LLMs cannot find reasoning errors, but can correct them given the error location (2311.08516v3)

Published 14 Nov 2023 in cs.AI, cs.CL, and cs.LG

Abstract: While self-correction has shown promise in improving LLM outputs in terms of style and quality (e.g. Chen et al., 2023b; Madaan et al., 2023), recent attempts to self-correct logical or reasoning errors often cause correct answers to become incorrect, resulting in worse performances overall (Huang et al., 2023). In this paper, we show that poor self-correction performance stems from LLMs' inability to find logical mistakes, rather than their ability to correct a known mistake. Firstly, we benchmark several state-of-the-art LLMs on their mistake-finding ability and demonstrate that they generally struggle with the task, even in highly objective, unambiguous cases. Secondly, we test the correction abilities of LLMs -- separately from mistake finding -- using a backtracking setup that feeds ground truth mistake location information to the model. We show that this boosts downstream task performance across our 5 reasoning tasks, indicating that LLMs' correction abilities are robust. Finally, we show that it is possible to obtain mistake location information without ground truth labels or in-domain training data. We train a small classifier with out-of-domain data, which exhibits stronger mistake-finding performance than prompting a large model. We release our dataset of LLM-generated logical mistakes, BIG-Bench Mistake, to enable further research into locating LLM reasoning mistakes.

PDF HTML Abstract

Overview of "LLMs cannot find reasoning errors, but can correct them!"

The paper, "LLMs cannot find reasoning errors, but can correct them!" presents a nuanced examination of the self-correction capabilities of LLMs in the context of logical and reasoning tasks. The authors demonstrate that although LLMs exhibit capacities to improve outputs related to style and quality, their proficiency in identifying and correcting logical errors is limited without explicit feedback. The research underscores the dual components of self-correction: mistake finding and output correction, exploring these facets through empirical evaluation and a constructive proposition for future methodology.

Methodology and Data

The authors introduce the BIG-Bench Mistake dataset, designed to evaluate the mistake-finding abilities of LLMs. This dataset comprises 2,186 Chain-of-Thought (CoT) traces for tasks like word sorting, tracking shuffled objects, logical deduction, multistep arithmetic, and Dyck languages. Each trace annotates the location of the first logical mistake, thus furnishing a benchmark for assessing the models' reasoning capabilities. The authors utilize state-of-the-art LLMs, including iterations of GPT models, to benchmark performance on this novel dataset, revealing a general struggle in reliably identifying mistakes, especially in objective and unambiguous cases.

Numerical Findings

The paper emphasizes that despite LLMs' overall high proficiency in text generation, the models demonstrate limited ability to find mistakes, as reflected in the discrepancies between human annotation—characterized by a high agreement rate (Krippendorff's alpha)—and model performance. Notably, the achieved accuracy of models like GPT-4 does not exceed 52.87% when directly tasked with locating logical errors, indicating a tangible gap relative to human performance.

Proposed Solution: Backtracking

To remedy the identified deficiency in mistake finding, the paper proposes a novel backtracking approach. This method capitalizes on mistake location information and showcases significant improvements in output correction. By adapting a "verbal reinforcement learning" framework, backtracking utilizes a lightweight reward model to guide the iterative correction of reasoning errors without modifying the generating LLM's weights. This approach promises large improvements, even when the reward model operates at 60-70% accuracy, marking an advancement over prior methods that rely heavily on oracle feedback.

Implications and Future Directions

The findings delineate important practical and theoretical implications. Practically, the proposed method offers a scalable, less resource-intensive approach to improving LLM outputs in settings lacking external feedback mechanisms.
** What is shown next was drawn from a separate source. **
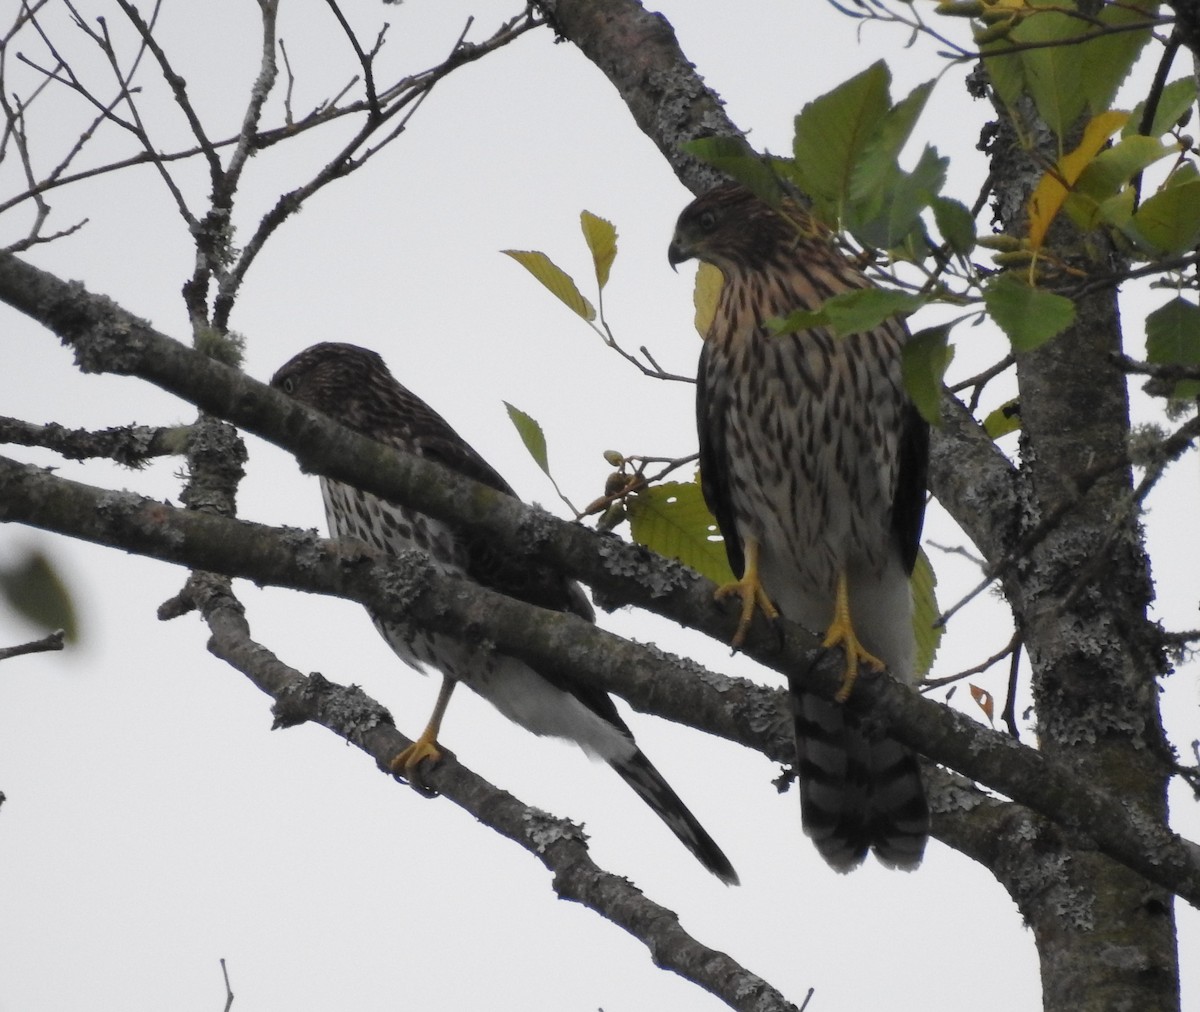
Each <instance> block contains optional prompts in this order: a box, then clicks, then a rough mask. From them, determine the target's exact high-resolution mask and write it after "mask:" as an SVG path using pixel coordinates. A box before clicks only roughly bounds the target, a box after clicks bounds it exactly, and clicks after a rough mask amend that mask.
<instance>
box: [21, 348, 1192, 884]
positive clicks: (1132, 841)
mask: <svg viewBox="0 0 1200 1012" xmlns="http://www.w3.org/2000/svg"><path fill="white" fill-rule="evenodd" d="M184 351H185V352H186V351H188V349H186V348H185V349H184ZM191 354H196V353H191ZM197 358H202V359H203V357H202V355H198V354H197ZM205 361H206V360H205ZM214 365H215V364H214ZM222 369H224V367H223V366H222ZM229 372H232V370H230V371H229ZM234 375H235V373H234ZM242 379H244V381H245V382H246V384H252V383H253V381H248V378H246V377H242ZM253 385H258V384H253ZM246 389H247V390H248V387H247V388H246ZM260 389H262V394H263V395H264V396H266V397H271V399H275V397H278V399H280V400H281V401H287V399H286V397H283V395H281V394H277V391H274V390H270V389H269V388H260ZM287 407H288V408H289V413H292V414H295V413H296V412H299V413H300V414H301V415H311V421H312V423H314V424H319V425H324V426H329V427H331V429H334V430H336V429H337V426H336V425H334V424H332V423H330V421H328V420H324V419H320V418H319V417H317V415H314V414H311V413H310V412H308V411H307V409H306V408H304V407H301V406H300V405H295V403H293V402H287ZM264 435H265V433H264ZM349 437H353V438H349ZM337 442H340V443H341V444H342V445H343V448H344V449H346V453H347V454H353V455H355V456H356V455H358V454H356V453H355V451H356V450H359V449H360V447H356V445H355V444H365V447H366V448H376V449H378V450H380V451H382V453H379V454H377V455H376V457H377V459H376V460H374V462H373V463H372V465H371V466H370V468H368V471H371V472H372V473H374V468H377V467H382V473H379V474H377V475H376V478H374V479H373V480H372V481H370V483H368V481H360V484H361V486H362V487H368V489H370V490H371V491H374V492H377V493H379V495H386V496H388V497H389V498H395V499H396V501H400V502H406V501H409V498H410V497H408V496H406V495H404V493H403V492H398V491H396V489H398V487H400V486H398V484H394V481H392V478H394V475H390V474H388V471H389V469H392V468H389V467H388V466H386V463H388V456H389V454H388V453H386V451H384V448H382V447H376V444H373V443H371V441H368V439H365V438H362V437H360V436H358V435H356V433H350V432H348V431H346V432H344V438H342V439H340V441H337ZM401 461H403V455H398V454H397V455H396V457H395V463H400V462H401ZM408 463H409V465H410V469H412V473H413V474H414V475H415V474H418V473H420V474H421V475H422V477H421V478H414V479H413V487H418V486H422V487H427V486H431V485H457V486H458V491H460V492H461V495H462V498H463V501H467V499H469V498H474V499H475V501H476V504H478V503H479V502H481V501H485V499H487V498H488V496H485V492H491V490H486V489H484V487H482V486H479V487H473V483H468V481H466V480H464V479H461V478H458V477H457V475H452V474H451V473H450V472H445V473H443V472H442V468H438V467H436V466H433V465H430V463H427V462H426V461H422V460H420V459H413V460H412V461H409V462H408ZM426 468H428V471H427V472H426ZM385 487H388V489H391V490H392V491H391V492H390V493H389V492H385V491H383V489H385ZM508 498H509V497H503V496H498V499H497V502H493V503H492V509H493V510H496V511H504V513H508V514H510V515H511V516H521V515H532V516H534V517H535V519H536V526H538V527H540V528H544V529H545V531H546V532H547V537H546V539H536V540H535V541H534V543H533V544H532V547H533V552H534V553H535V555H538V556H539V557H544V558H547V559H550V561H560V559H559V557H558V556H557V553H553V552H546V553H545V555H542V552H544V551H545V549H546V546H547V545H551V544H554V543H556V541H558V540H559V537H558V535H565V537H566V538H568V539H569V538H570V537H572V535H578V537H581V538H582V539H583V540H584V541H590V543H592V544H596V543H605V541H612V547H613V549H616V552H614V553H612V555H610V558H612V559H631V561H634V559H636V561H637V562H638V563H644V556H646V555H648V553H646V552H644V551H643V550H640V549H638V547H637V546H634V545H624V544H620V543H616V541H614V539H606V538H602V537H598V535H595V534H593V533H592V532H588V531H584V529H582V528H578V527H575V526H574V525H570V523H565V522H563V521H557V520H553V519H552V517H548V516H545V515H539V511H536V510H532V509H530V508H528V507H526V505H524V504H522V503H520V502H517V501H514V499H509V502H508V503H503V502H499V499H508ZM414 504H415V503H414ZM0 520H6V521H17V522H22V523H29V525H32V526H37V527H41V528H43V529H48V531H54V532H56V533H60V534H66V535H68V537H74V538H83V539H85V540H91V541H95V543H98V544H104V545H109V546H112V547H119V549H124V550H126V551H133V552H137V553H139V555H149V556H152V557H155V558H160V559H162V561H166V562H174V563H178V564H180V565H187V567H190V568H193V569H203V570H209V571H217V573H223V574H227V575H229V576H241V577H245V579H250V580H253V581H254V582H256V583H265V585H272V586H282V587H290V588H293V589H299V591H306V592H310V593H324V594H334V595H336V597H342V598H347V599H349V600H355V601H358V603H360V604H364V605H366V606H368V607H370V609H371V610H372V611H373V612H376V613H379V615H384V616H389V617H392V618H395V619H397V621H404V622H412V623H413V624H415V625H420V627H422V628H430V629H434V630H438V631H443V633H448V634H450V635H455V636H457V637H460V639H462V640H463V641H466V642H468V643H474V645H478V646H479V647H480V648H481V649H482V648H496V649H499V651H502V652H503V653H505V654H510V655H512V657H517V658H521V659H522V660H526V661H528V663H529V664H530V665H533V666H535V667H536V666H546V665H557V664H562V658H564V657H569V658H570V661H571V666H572V670H574V671H576V672H577V675H578V676H580V677H584V678H587V679H589V681H592V682H594V683H595V684H598V685H600V687H601V688H604V689H605V690H608V691H614V693H618V694H620V695H623V696H625V697H628V699H629V700H630V702H632V703H634V705H635V706H637V707H638V708H643V709H644V708H648V706H654V707H655V709H658V706H659V705H661V713H662V715H665V717H667V718H668V719H682V720H684V721H685V723H689V724H692V725H694V726H703V727H704V730H708V731H710V732H713V733H716V735H721V736H722V737H727V738H731V739H732V741H738V742H740V743H743V744H746V745H748V747H750V748H757V749H762V750H763V751H767V754H768V755H772V754H773V755H775V756H778V754H779V751H781V750H782V749H784V748H786V745H781V744H780V742H781V741H786V725H787V721H788V711H787V702H786V699H785V697H784V694H782V693H779V691H774V690H769V689H766V688H761V687H756V685H752V684H751V683H749V682H744V681H742V679H732V678H726V677H724V676H719V675H710V673H709V675H707V676H706V677H704V678H702V679H697V678H696V667H695V665H688V664H686V663H678V661H676V660H674V659H672V658H670V657H668V655H666V654H664V653H661V652H658V651H653V649H648V648H646V647H643V646H641V645H637V643H632V642H630V641H628V640H624V639H622V637H619V636H617V635H614V634H612V633H608V631H606V630H604V629H599V628H596V627H595V625H592V624H590V623H588V622H586V621H583V619H582V618H578V617H576V616H570V615H563V613H559V612H550V611H545V610H542V609H538V607H534V606H533V605H528V604H526V603H523V601H518V600H515V599H511V598H505V597H504V595H502V594H497V593H494V592H492V591H488V589H486V588H484V587H481V586H478V585H473V583H469V582H464V581H461V580H448V579H446V577H443V576H440V575H439V574H438V573H437V570H436V569H434V568H433V565H432V564H431V563H430V561H428V558H427V557H426V556H424V555H422V553H421V552H406V553H403V555H401V556H397V557H395V558H386V559H380V558H376V559H371V557H370V556H368V555H367V553H366V551H364V550H356V551H354V552H347V551H346V546H344V545H343V544H341V543H334V541H325V540H323V539H320V538H318V537H316V534H314V533H311V532H300V531H292V529H280V531H277V529H275V528H271V527H265V526H262V525H257V523H248V522H246V521H236V520H228V519H224V517H220V516H211V515H205V514H199V513H193V511H186V510H178V509H175V508H173V507H169V505H166V504H163V503H160V502H156V501H152V499H143V498H140V497H138V496H134V495H132V493H128V492H112V491H108V490H102V489H95V487H91V486H88V485H82V484H79V483H74V481H68V480H67V479H64V478H58V477H55V475H53V474H49V473H46V472H42V471H40V469H38V468H35V467H31V466H28V465H19V463H17V462H14V461H8V460H6V459H4V457H0ZM518 527H520V523H518ZM551 532H553V533H552V534H551ZM568 532H569V533H568ZM505 540H506V543H508V544H521V538H520V537H516V535H514V539H512V540H509V539H505ZM641 568H642V567H641V565H640V564H638V565H635V567H634V568H632V571H634V573H638V571H640V570H641ZM576 575H580V574H576ZM688 582H689V585H690V586H689V587H686V588H684V587H673V588H671V591H670V592H668V593H667V594H666V595H665V597H666V599H668V600H676V601H683V603H684V605H685V606H684V607H682V609H679V610H678V611H677V610H676V609H662V613H668V615H671V617H674V618H677V619H679V618H680V615H682V613H684V612H688V611H689V610H691V609H700V607H701V606H702V607H703V609H704V610H706V611H707V612H708V615H709V621H708V622H704V623H700V624H698V628H703V629H704V630H706V631H710V630H712V628H713V627H714V625H715V627H721V628H722V630H727V629H728V627H731V625H732V623H731V622H730V621H727V619H728V616H726V615H724V611H722V610H720V609H718V607H716V605H715V604H714V603H713V601H712V589H713V588H712V585H710V583H708V582H707V581H703V580H701V579H700V577H694V579H692V580H690V581H688ZM604 583H605V591H606V592H607V593H610V594H612V595H613V597H625V598H631V597H638V595H643V594H644V588H643V587H642V585H641V583H640V582H638V580H637V579H631V577H630V575H629V573H628V571H624V570H623V571H622V573H620V575H614V574H613V573H608V574H607V575H606V576H605V579H604ZM689 598H690V599H691V600H689ZM660 600H661V599H660ZM686 624H692V625H697V623H695V622H689V623H686ZM772 631H773V633H778V635H772V634H770V633H768V631H766V630H763V629H757V630H756V631H755V633H752V634H751V636H750V637H749V643H748V649H746V652H748V653H750V654H751V655H752V657H754V658H755V659H756V660H760V661H761V663H764V664H768V665H769V666H772V667H774V669H776V670H779V671H785V672H791V675H790V677H792V678H793V679H794V678H803V681H804V684H805V688H806V689H816V690H817V691H820V693H822V694H824V695H827V696H830V697H832V696H833V695H834V694H835V691H836V690H838V688H839V687H840V684H841V678H842V670H841V663H840V659H839V658H838V657H836V655H835V654H833V653H827V654H824V655H823V658H822V659H821V660H820V661H818V663H814V655H812V646H814V639H812V636H811V635H809V634H808V633H804V631H803V630H800V629H799V628H798V627H796V625H793V624H792V623H788V622H786V621H784V619H779V621H778V622H776V628H775V629H774V630H772ZM722 635H727V631H722ZM689 687H690V688H689ZM691 694H694V695H695V697H696V699H700V700H701V701H702V705H701V706H700V707H698V709H697V711H696V712H692V707H691V706H688V705H686V703H688V701H689V695H691ZM846 705H847V706H848V707H850V708H851V709H854V711H858V712H862V713H869V714H871V715H874V717H876V718H878V719H882V720H886V723H887V725H888V732H889V733H890V735H893V736H894V737H896V738H899V739H900V741H902V742H905V743H907V744H910V745H911V747H913V748H916V749H919V750H920V751H923V753H925V754H926V755H929V756H930V757H931V759H935V760H937V761H940V762H944V764H947V765H948V766H950V767H952V768H955V770H959V771H961V772H962V773H965V774H966V776H968V777H971V778H973V779H976V780H979V782H982V783H985V784H988V785H989V786H992V788H994V789H996V790H998V791H1001V792H1002V794H1004V795H1007V796H1009V797H1013V798H1014V800H1016V801H1019V802H1021V803H1024V804H1026V806H1028V807H1030V808H1032V809H1033V810H1034V812H1037V813H1039V814H1042V815H1044V816H1045V818H1046V819H1049V820H1051V821H1054V822H1056V824H1057V825H1058V826H1062V827H1063V828H1064V831H1066V832H1067V833H1068V834H1069V836H1070V837H1073V838H1074V839H1073V845H1074V846H1076V848H1084V849H1098V850H1100V851H1103V852H1104V854H1106V855H1108V856H1110V857H1112V858H1115V860H1117V861H1118V862H1121V863H1122V864H1126V866H1127V867H1128V868H1132V869H1133V870H1134V872H1136V873H1139V874H1140V875H1142V876H1144V878H1146V879H1147V880H1150V881H1152V882H1156V884H1158V885H1160V886H1163V887H1165V888H1169V890H1171V891H1174V892H1176V893H1177V894H1178V896H1181V897H1183V898H1184V899H1187V900H1188V902H1189V903H1193V904H1195V905H1198V906H1200V848H1196V846H1195V845H1194V844H1189V843H1187V842H1186V840H1183V839H1181V838H1180V837H1177V836H1176V834H1175V833H1172V832H1170V831H1169V830H1168V828H1166V827H1164V826H1162V825H1158V824H1157V822H1154V821H1153V820H1151V819H1147V818H1141V816H1140V815H1139V813H1136V812H1130V810H1129V806H1130V804H1132V802H1129V801H1127V800H1126V801H1122V802H1115V801H1112V800H1111V798H1110V797H1109V796H1108V795H1105V794H1103V792H1100V791H1098V790H1096V789H1094V788H1092V786H1091V784H1090V783H1088V782H1086V780H1084V779H1082V778H1079V777H1076V776H1074V774H1072V773H1069V772H1068V771H1067V770H1066V768H1064V767H1063V766H1061V765H1060V764H1057V762H1052V761H1050V760H1048V759H1046V757H1045V756H1044V755H1043V754H1042V753H1038V751H1034V750H1033V749H1031V748H1028V747H1026V745H1021V744H1019V743H1016V742H1014V741H1013V739H1012V738H1009V737H1007V736H1004V735H1000V733H997V732H995V731H991V730H989V729H986V727H983V726H982V725H979V724H978V723H976V721H973V720H970V719H968V718H967V717H965V715H964V714H961V713H959V712H956V711H953V709H949V708H948V707H944V706H941V705H938V703H935V702H932V701H930V700H926V699H923V697H922V696H920V695H919V694H917V693H914V691H913V690H911V689H908V688H906V687H904V685H901V684H900V683H898V682H895V681H893V679H890V678H887V677H882V676H874V677H872V676H865V675H864V676H863V677H860V679H859V682H858V684H857V685H856V689H854V694H853V695H852V696H851V699H850V701H848V702H847V703H846ZM697 713H698V717H697ZM709 721H712V723H709ZM768 729H769V730H772V731H773V733H770V735H769V738H767V741H763V733H764V731H766V730H768ZM768 748H769V751H768Z"/></svg>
Theoretically, the research underscores an area where LLMs have not yet reached human-level performance—logical mistake detection and correction—thereby targeting a critical path for future model enhancement.

The paper invites the research community to pursue enhanced methods in mistake finding and suggests potential cross-model evaluations and further refinement of backtracking using learned reward models. Moreover, the exploration of more realistic tasks and more comprehensive datasets could provide broader insights into LLMs’ reasoning capabilities and the generalizability of self-correction methods.
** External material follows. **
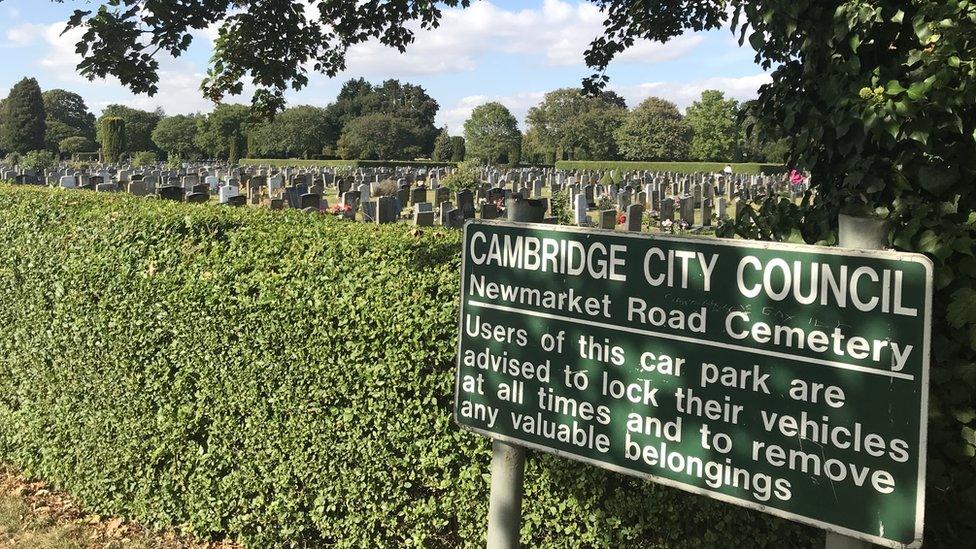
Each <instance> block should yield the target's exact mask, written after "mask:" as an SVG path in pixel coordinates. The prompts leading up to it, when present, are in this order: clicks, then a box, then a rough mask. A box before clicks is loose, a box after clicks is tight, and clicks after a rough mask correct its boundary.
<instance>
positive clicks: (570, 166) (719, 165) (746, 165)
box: [556, 160, 785, 175]
mask: <svg viewBox="0 0 976 549" xmlns="http://www.w3.org/2000/svg"><path fill="white" fill-rule="evenodd" d="M725 166H732V172H733V173H739V174H745V175H756V174H760V173H768V174H780V173H783V170H784V169H785V168H784V167H783V165H782V164H757V163H740V164H727V163H725V162H624V161H619V162H617V161H605V162H603V161H593V162H590V161H573V160H560V161H558V162H556V168H557V169H560V170H624V171H627V170H652V171H658V172H681V173H696V172H720V171H722V170H723V169H725Z"/></svg>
In conclusion, while LLMs have not yet mastered the art of self-correction for reasoning errors, the paper presents a compelling roadmap for achieving substantial improvements through strategic innovations like backtracking. The insights garnered from this work beckon further investigation and development, solidifying the paper’s contribution as pivotal in the ongoing evolution of LLM performance metrics and capabilities.